In our summer Connection Hour class, we have been exploring how members of the Church, God’s called ones, are to relate to each other. I would like to briefly explore how this topic of “one anothers” is related to the Church’s primary mission of fulfilling the Great Commission. I could state the question like this: “How does the gospel affect the Christ-follower’s relationship with others?”
The Apostle Paul serves as an example to us in the relationships he nurtured for partners in ministry, and the church at Philippi is an excellent example of a partnering church. The ramifications of the meaning of this concept provide us with the motivation and methodology for our model of ministry.
After hinting at his relationship with his coworkers in previous epistles (using terms like “companion”, “fellow workers”, and “co-laborers”), Paul made a startling statement in his epistle to the Philippian church when he said, “Because of your partnership in the Gospel” (1:5). I have recently wondered why the word “partnership” is sometimes translated as “fellowship.” This word is used frequently in the New Testament, so we should consider its importance. It is actually a very familiar term: you may be familiar with the Greek word “koinonia,” which means communion or joint participation. “Fellowship” conjures up many emotions and images when it is mentioned, but what did that word bring to mind in the thoughts of the original readers of the New Testament?

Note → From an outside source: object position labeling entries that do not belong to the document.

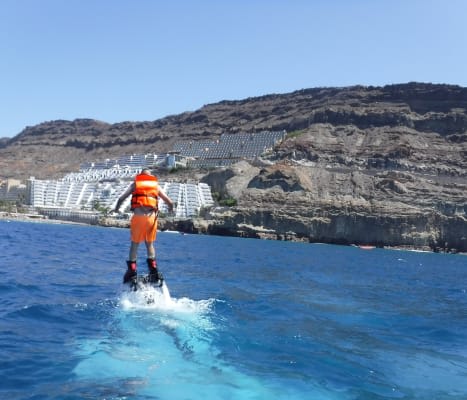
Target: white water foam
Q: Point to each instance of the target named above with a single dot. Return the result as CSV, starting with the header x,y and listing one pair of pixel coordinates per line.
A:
x,y
152,298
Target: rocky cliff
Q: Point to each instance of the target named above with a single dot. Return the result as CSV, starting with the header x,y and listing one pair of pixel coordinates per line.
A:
x,y
364,165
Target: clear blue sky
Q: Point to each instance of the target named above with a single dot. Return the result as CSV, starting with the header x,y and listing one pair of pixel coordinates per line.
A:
x,y
140,60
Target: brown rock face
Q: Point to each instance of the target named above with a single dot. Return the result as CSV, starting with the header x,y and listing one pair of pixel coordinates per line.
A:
x,y
374,165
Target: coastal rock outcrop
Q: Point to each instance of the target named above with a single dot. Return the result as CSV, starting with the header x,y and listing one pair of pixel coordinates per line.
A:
x,y
360,165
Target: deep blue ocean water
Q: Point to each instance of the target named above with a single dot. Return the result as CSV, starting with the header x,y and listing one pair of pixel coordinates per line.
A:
x,y
245,319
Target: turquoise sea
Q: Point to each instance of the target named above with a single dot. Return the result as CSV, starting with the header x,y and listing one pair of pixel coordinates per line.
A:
x,y
242,319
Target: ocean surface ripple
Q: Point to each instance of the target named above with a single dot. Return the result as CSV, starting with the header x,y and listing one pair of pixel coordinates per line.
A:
x,y
238,319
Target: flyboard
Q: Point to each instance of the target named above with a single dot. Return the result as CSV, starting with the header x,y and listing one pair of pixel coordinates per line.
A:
x,y
149,288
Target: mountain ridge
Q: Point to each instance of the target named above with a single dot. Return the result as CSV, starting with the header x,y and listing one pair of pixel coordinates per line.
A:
x,y
365,165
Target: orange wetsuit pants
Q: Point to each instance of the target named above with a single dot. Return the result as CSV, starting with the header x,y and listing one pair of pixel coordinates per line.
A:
x,y
143,228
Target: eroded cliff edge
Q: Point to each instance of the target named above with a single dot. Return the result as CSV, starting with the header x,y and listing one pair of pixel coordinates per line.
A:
x,y
360,165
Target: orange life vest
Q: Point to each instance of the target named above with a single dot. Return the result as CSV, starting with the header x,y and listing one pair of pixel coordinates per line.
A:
x,y
146,192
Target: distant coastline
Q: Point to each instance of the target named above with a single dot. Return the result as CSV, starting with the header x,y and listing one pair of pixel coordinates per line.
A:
x,y
167,226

Perhaps D.A. Carson can help us better understand. In his comments on Philippians 1:5, he writes:
In common use “fellowship” has become somewhat debased. If you invite a pagan neighbor to your home for a cup of tea, it is friendship; if you invite a Christian neighbor, it is fellowship. If you attend a meeting at church and leave as soon as it is over, you have participated in a service; if you stay for coffee afterward, you have enjoyed some fellowship. In modern use then, fellowship has come to mean something like warm friendship with believers.
In the first century, however, the word commonly had commercial overtones. If John and Harry buy a boat and start a fishing business, they have entered into a fellowship, a partnership. Intriguingly, even in the New Testament the word is often tied to financial matters. Thus, when the Macedonian Christians send money to help the poor Christians in Jerusalem, they are entering into fellowship with them (Rom. 15:26).”
D. A. Carson, Basics for Believers: An Exposition of Philippians (Grand Rapids, MI: Baker Books, 1996), 16.
If we follow Carson’s reasoning, we discover that the New Testament concept of fellowship is a self-sacrificing partnership. He states further,
The heart of true fellowship is self-sacrificing conformity to a shared vision. Both John and Harry put their savings into the fishing boat. Now they share the vision that will put the fledgling company on its feet. Christian fellowship, then, is self-sacrificing conformity to the gospel. There may be overtones of warmth and intimacy, but the heart of the matter is this shared vision of what is of transcendent importance, a vision that calls forth our commitment.
Notice how those in partnership are linked by their “shared vision.” Now let’s go back to my original question: “How does the gospel affect my relationships as a Christ-follower?” It seems that Paul is stating that my relationships with other Christ-followers are rooted in a distinct, gospel-based partnership. All I do in relationship with other Christ-followers is rooted in our mutually shared vision. The Gospel becomes the foundation, the reason, and the purpose of our relationships.
So you might be asking, “How does this idea of gospel partnership fit in with our overall purpose here at Kossuth?” Three key words sum up our church’s vision: Gather – Grow – Scatter. These words describe our community. God has called us to Gather, Grow and Scatter in partnership with other believers. This is not a solo sport! So, who’s your partner? It is time to grab their hand and start “one anothering” those God brings across your path.